No Correlation: If one variable goes up and the other variable stays about the same
dangers of assuming a causal relationship
When you make conclusions from data analysis, you need to make sure that you don’t assume a causal relationship between elements of your data when there is only a correlation.
Examples:
Cause of disease
For example, pellagra is a disease with symptoms of dizziness, sores, vomiting, and diarrhea. In the early 1900s, people thought that the disease was caused by unsanitary living conditions. Most people who got pellagra also lived in unsanitary environments. But, a closer examination of the data showed that pellagra was the result of a lack of niacin (Vitamin B3). Unsanitary conditions were related to pellagra because most people who couldn’t afford to purchase niacin-rich foods also couldn’t afford to live in more sanitary conditions. But, dirty living conditions turned out to be a correlation only.
Distribution of aid
Here is another example. Suppose you are working for a government agency that provides SNAP benefits. You noticed from the agency’s Google Analytics that people who qualify for the benefits are browsing the official website, but they are leaving the site without signing up for benefits. You think that the people visiting the site are leaving because they aren’t finding the information they need to sign up for SNAP benefits. Google Analytics can help you find clues (correlations), like the same people coming back many times or how quickly people leave the page.
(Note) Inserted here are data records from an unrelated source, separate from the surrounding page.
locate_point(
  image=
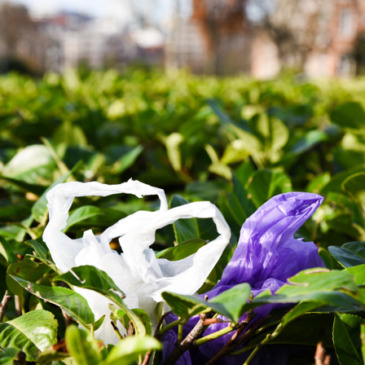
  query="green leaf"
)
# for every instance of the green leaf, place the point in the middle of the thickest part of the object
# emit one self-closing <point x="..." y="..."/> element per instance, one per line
<point x="39" y="247"/>
<point x="7" y="251"/>
<point x="128" y="350"/>
<point x="228" y="304"/>
<point x="145" y="319"/>
<point x="358" y="272"/>
<point x="33" y="188"/>
<point x="74" y="304"/>
<point x="82" y="347"/>
<point x="316" y="185"/>
<point x="127" y="160"/>
<point x="362" y="336"/>
<point x="51" y="356"/>
<point x="349" y="254"/>
<point x="233" y="300"/>
<point x="89" y="277"/>
<point x="266" y="183"/>
<point x="335" y="184"/>
<point x="306" y="330"/>
<point x="185" y="229"/>
<point x="81" y="214"/>
<point x="327" y="258"/>
<point x="172" y="143"/>
<point x="8" y="355"/>
<point x="30" y="164"/>
<point x="346" y="330"/>
<point x="39" y="209"/>
<point x="350" y="115"/>
<point x="32" y="333"/>
<point x="322" y="286"/>
<point x="182" y="250"/>
<point x="299" y="310"/>
<point x="25" y="269"/>
<point x="308" y="141"/>
<point x="96" y="325"/>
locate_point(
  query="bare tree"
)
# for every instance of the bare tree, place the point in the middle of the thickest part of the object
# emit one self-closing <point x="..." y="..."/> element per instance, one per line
<point x="219" y="18"/>
<point x="294" y="26"/>
<point x="19" y="36"/>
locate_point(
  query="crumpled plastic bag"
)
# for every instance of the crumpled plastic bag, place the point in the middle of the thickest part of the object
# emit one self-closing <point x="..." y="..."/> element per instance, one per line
<point x="136" y="271"/>
<point x="267" y="255"/>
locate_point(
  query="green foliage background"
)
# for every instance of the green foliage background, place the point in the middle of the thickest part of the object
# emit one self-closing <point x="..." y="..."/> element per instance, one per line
<point x="233" y="141"/>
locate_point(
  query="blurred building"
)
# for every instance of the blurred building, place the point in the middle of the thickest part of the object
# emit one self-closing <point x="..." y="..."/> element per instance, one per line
<point x="68" y="39"/>
<point x="215" y="39"/>
<point x="21" y="42"/>
<point x="323" y="38"/>
<point x="74" y="39"/>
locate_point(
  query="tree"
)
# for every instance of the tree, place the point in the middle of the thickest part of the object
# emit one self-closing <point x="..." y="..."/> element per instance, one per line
<point x="218" y="19"/>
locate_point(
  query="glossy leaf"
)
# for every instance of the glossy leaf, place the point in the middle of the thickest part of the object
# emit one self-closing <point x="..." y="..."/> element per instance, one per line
<point x="128" y="350"/>
<point x="346" y="339"/>
<point x="32" y="333"/>
<point x="266" y="183"/>
<point x="89" y="277"/>
<point x="71" y="302"/>
<point x="182" y="250"/>
<point x="82" y="347"/>
<point x="349" y="254"/>
<point x="228" y="304"/>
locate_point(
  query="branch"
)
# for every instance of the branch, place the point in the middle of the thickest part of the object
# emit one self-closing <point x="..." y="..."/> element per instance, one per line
<point x="147" y="358"/>
<point x="130" y="331"/>
<point x="157" y="332"/>
<point x="4" y="305"/>
<point x="236" y="340"/>
<point x="116" y="330"/>
<point x="180" y="348"/>
<point x="320" y="356"/>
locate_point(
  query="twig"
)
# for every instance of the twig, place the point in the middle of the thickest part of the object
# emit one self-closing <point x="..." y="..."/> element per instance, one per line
<point x="236" y="340"/>
<point x="67" y="318"/>
<point x="180" y="348"/>
<point x="157" y="334"/>
<point x="320" y="356"/>
<point x="116" y="330"/>
<point x="18" y="307"/>
<point x="21" y="358"/>
<point x="130" y="331"/>
<point x="4" y="305"/>
<point x="147" y="358"/>
<point x="256" y="349"/>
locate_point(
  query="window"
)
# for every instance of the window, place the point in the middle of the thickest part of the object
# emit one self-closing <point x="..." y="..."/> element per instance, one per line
<point x="346" y="23"/>
<point x="345" y="66"/>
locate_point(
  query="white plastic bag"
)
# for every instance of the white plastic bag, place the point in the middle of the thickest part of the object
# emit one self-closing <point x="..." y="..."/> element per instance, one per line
<point x="137" y="271"/>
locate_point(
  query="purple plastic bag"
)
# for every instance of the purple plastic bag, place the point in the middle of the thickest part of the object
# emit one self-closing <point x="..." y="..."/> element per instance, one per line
<point x="267" y="255"/>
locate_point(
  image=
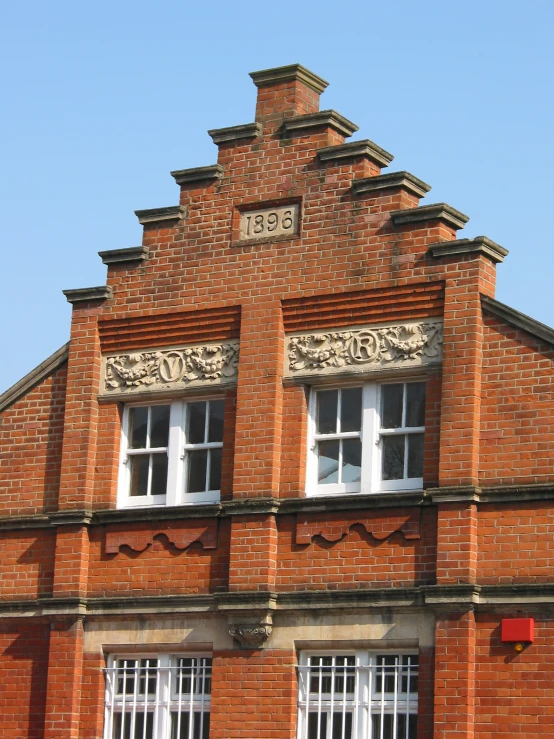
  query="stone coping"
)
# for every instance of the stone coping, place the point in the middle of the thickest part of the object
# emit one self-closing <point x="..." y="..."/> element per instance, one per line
<point x="86" y="294"/>
<point x="153" y="215"/>
<point x="120" y="256"/>
<point x="34" y="377"/>
<point x="363" y="148"/>
<point x="213" y="172"/>
<point x="391" y="180"/>
<point x="517" y="319"/>
<point x="289" y="73"/>
<point x="436" y="212"/>
<point x="300" y="125"/>
<point x="478" y="245"/>
<point x="235" y="133"/>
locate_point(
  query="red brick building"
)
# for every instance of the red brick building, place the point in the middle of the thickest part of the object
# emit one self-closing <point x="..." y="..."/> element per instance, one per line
<point x="292" y="474"/>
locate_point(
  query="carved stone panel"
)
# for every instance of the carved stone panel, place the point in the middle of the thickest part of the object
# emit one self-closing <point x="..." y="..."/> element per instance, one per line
<point x="167" y="369"/>
<point x="365" y="349"/>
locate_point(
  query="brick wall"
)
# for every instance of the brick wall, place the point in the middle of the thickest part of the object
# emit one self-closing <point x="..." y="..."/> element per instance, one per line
<point x="31" y="433"/>
<point x="517" y="422"/>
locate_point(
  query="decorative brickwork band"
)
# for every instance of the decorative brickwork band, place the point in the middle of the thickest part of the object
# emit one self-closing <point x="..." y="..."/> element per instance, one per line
<point x="139" y="541"/>
<point x="360" y="350"/>
<point x="333" y="528"/>
<point x="212" y="364"/>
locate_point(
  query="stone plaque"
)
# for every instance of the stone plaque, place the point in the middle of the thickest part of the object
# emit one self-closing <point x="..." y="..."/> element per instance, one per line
<point x="268" y="222"/>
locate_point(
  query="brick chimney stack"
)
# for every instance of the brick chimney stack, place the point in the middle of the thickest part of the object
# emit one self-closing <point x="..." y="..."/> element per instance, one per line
<point x="285" y="92"/>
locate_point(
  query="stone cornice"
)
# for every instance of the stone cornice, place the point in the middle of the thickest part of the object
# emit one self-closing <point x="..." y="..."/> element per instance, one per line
<point x="478" y="245"/>
<point x="156" y="215"/>
<point x="235" y="133"/>
<point x="364" y="148"/>
<point x="289" y="73"/>
<point x="211" y="173"/>
<point x="120" y="256"/>
<point x="435" y="212"/>
<point x="86" y="294"/>
<point x="71" y="518"/>
<point x="389" y="181"/>
<point x="287" y="506"/>
<point x="34" y="377"/>
<point x="301" y="125"/>
<point x="517" y="319"/>
<point x="442" y="597"/>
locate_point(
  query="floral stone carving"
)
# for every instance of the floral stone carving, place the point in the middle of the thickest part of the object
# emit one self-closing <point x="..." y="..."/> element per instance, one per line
<point x="361" y="349"/>
<point x="251" y="636"/>
<point x="170" y="368"/>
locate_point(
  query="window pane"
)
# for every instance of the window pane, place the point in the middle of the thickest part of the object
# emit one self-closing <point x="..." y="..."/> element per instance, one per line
<point x="393" y="457"/>
<point x="337" y="727"/>
<point x="327" y="403"/>
<point x="215" y="430"/>
<point x="196" y="424"/>
<point x="351" y="460"/>
<point x="415" y="455"/>
<point x="317" y="721"/>
<point x="159" y="474"/>
<point x="196" y="477"/>
<point x="392" y="406"/>
<point x="139" y="474"/>
<point x="215" y="469"/>
<point x="159" y="425"/>
<point x="415" y="404"/>
<point x="328" y="462"/>
<point x="141" y="731"/>
<point x="351" y="409"/>
<point x="138" y="419"/>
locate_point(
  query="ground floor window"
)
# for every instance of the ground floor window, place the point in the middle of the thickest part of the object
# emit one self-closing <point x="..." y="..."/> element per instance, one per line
<point x="158" y="697"/>
<point x="357" y="695"/>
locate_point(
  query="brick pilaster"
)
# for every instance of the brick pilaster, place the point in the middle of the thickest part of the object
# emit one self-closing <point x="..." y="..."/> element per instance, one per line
<point x="455" y="676"/>
<point x="259" y="401"/>
<point x="254" y="694"/>
<point x="253" y="559"/>
<point x="65" y="665"/>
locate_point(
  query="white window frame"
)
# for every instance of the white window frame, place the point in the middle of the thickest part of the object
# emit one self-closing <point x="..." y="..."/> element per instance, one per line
<point x="365" y="702"/>
<point x="165" y="700"/>
<point x="371" y="435"/>
<point x="177" y="458"/>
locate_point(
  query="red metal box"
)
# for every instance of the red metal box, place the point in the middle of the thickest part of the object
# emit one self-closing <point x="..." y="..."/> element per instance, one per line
<point x="518" y="629"/>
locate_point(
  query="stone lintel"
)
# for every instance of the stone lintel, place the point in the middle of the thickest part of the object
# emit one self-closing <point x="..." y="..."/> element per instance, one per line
<point x="436" y="212"/>
<point x="211" y="173"/>
<point x="389" y="181"/>
<point x="34" y="377"/>
<point x="363" y="148"/>
<point x="289" y="73"/>
<point x="86" y="294"/>
<point x="517" y="319"/>
<point x="300" y="125"/>
<point x="478" y="245"/>
<point x="119" y="256"/>
<point x="153" y="215"/>
<point x="235" y="133"/>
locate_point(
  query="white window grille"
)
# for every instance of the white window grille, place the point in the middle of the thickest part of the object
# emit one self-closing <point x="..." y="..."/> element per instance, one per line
<point x="159" y="697"/>
<point x="366" y="439"/>
<point x="357" y="696"/>
<point x="171" y="453"/>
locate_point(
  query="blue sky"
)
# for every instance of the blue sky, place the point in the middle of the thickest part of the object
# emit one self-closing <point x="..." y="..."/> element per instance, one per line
<point x="101" y="100"/>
One of those correlations might lead you to the actual cause, but you will need to collect additional data, like in a survey, to know exactly why people coming to the site aren’t signing up for SNAP benefits. Only then can you figure out how to increase the sign-up rate.
To avoid attributing correlation to causation, always:
Critically analyze any correlations that you find
Examine the data’s context to determine if a causation makes sense (and can be supported by all of the data)
Understand the limitations of the tools that you use for analysis
Reverse causality (error)
Is Y causing X rather than X causing Y?
Sample selection error
Who is missing?
Measurement error
How easy is it to measure X and Y?
Omitted variables (error)
Are we forgetting about any variables Z that affect both X and Y?
Static visualizations vs Dynamic visualizations
static visualizations: do not change over time unless they’re edited.
Useful when you want to control your data and the data story.
dynamic visualizations: interactive or change over time.
Helpful if stakeholders want to be able to adjust what they’re able to view.
Line Chart
used to track changes over short and long periods of time. When smaller changes exist, line charts are better to use than bar graphs. Line charts can also be used to compare changes over the same period of time for more than one group.
Column charts
use size to contrast and compare two or more values, using height or lengths to represent the specific values.
Heatmap
use color to compare categories in a data set. They are mainly used to show relationships between two variables and use a system of color-coding to represent different values.